Method | Problem | \(d_k\) |
---|---|---|
Gauss-Newton | \(\min_{x} \frac{1}{2}\|r(x)\|^2\) | \(-(J_k^TJ_k)^{-1}(J_k^Tr_k)\) |
Pure Newton | General unconstrained | \(-H_k^{-1}g_k\) |
Scaled Descent | General unconstrained | \(-SS^Tg_k\) |
Reduced Gradient Method | Linearly constrained | \(-(Z^TH_kZ)^{-1}Z^Tg_k\) |
Exact line search: choose \(\alpha_k = \underset{\alpha\geq 0}{\mbox{argmin}} f(x + \alpha d)\)
Backtracking line search:
definition. \(f\) is \(L\)-Lipschitz continuously differentiable if
\[\|\nabla f(x) - \nabla f(y)\leq L\|x - y\|,\quad \forall x, y\in\mathbb{R}^n.\]
definition. \(f\) is \(\mu\)-strongly convex (\(\mu > 0\)) if
\[f(z) \geq f(x) + \nabla f(x)^T(z - x) + \frac{\mu}{2}\|z - x\|^2,\quad \forall x,z\in\mathbb{R}^n.\]
If \(f\) is twice continuously differentiable, this is equivalent to
\[\lambda_{\min}(\nabla^2 f(x))\geq \mu,\quad \forall x\in\mathbb{R}^n.\]
proposition. Let \(f\) be \(L\)-Lipschitz continuously differentiable. Let \(\{x_k\}\) be the iterates of gradient descent with constant stepsize \(\alpha\in (0, 2/L)\). Then, \(\min_{k=0,\dots, T} \|\nabla f(x_k)\|^2 \leq \frac{2(f_0 - f^*)}{\alpha T} = O(1/T)\).

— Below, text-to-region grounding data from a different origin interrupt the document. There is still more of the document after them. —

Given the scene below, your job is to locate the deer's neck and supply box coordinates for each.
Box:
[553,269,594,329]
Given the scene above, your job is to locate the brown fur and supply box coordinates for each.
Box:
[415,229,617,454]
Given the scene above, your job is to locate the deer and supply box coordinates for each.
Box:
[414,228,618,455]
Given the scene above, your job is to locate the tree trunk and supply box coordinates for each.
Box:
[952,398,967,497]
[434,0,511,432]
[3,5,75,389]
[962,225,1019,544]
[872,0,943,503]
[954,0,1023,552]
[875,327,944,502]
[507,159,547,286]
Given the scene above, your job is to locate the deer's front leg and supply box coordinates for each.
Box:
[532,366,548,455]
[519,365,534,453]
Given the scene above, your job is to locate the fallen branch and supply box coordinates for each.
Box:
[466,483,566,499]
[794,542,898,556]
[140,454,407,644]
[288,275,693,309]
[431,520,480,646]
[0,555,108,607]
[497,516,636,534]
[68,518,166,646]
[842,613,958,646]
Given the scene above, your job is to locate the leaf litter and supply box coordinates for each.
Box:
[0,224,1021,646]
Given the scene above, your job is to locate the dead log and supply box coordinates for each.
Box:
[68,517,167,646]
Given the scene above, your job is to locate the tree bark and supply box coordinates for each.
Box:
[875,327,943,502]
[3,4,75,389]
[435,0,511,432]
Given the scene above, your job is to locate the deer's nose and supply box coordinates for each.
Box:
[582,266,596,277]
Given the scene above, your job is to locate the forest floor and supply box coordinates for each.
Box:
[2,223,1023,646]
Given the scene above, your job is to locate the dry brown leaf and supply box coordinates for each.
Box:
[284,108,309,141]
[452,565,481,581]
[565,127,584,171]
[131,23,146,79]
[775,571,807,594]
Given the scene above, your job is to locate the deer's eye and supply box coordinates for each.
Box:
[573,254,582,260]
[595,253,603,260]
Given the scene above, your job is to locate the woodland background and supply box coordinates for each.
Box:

Moreover, if \(f\) is \(\mu\)-strongly convex, then the number of iterates is at most \(\frac{L}{\mu}\log\left( \frac{f(x_0) - f^*}{\epsilon} \right)\), where \(\epsilon :=\) tolerance.
Let \(f(x) = \frac{1}{N}(f_{1}(x) + \cdots + f_{N}(x))\). In stochastic gradient descent, at each iteration \(k\), we sample a batch of indices \(i\in B_k\), \(i\sim \mbox{Unif}\{1,\dots, N\}\) and approximate the gradient with \(g_k = \frac{1}{|B_k|}\sum_{i\in B_k} \nabla f_i(x_k)\).
Compared to regular gradient descent, stochastic gradient descent will require more iterations, but can be much more computationally cheaper.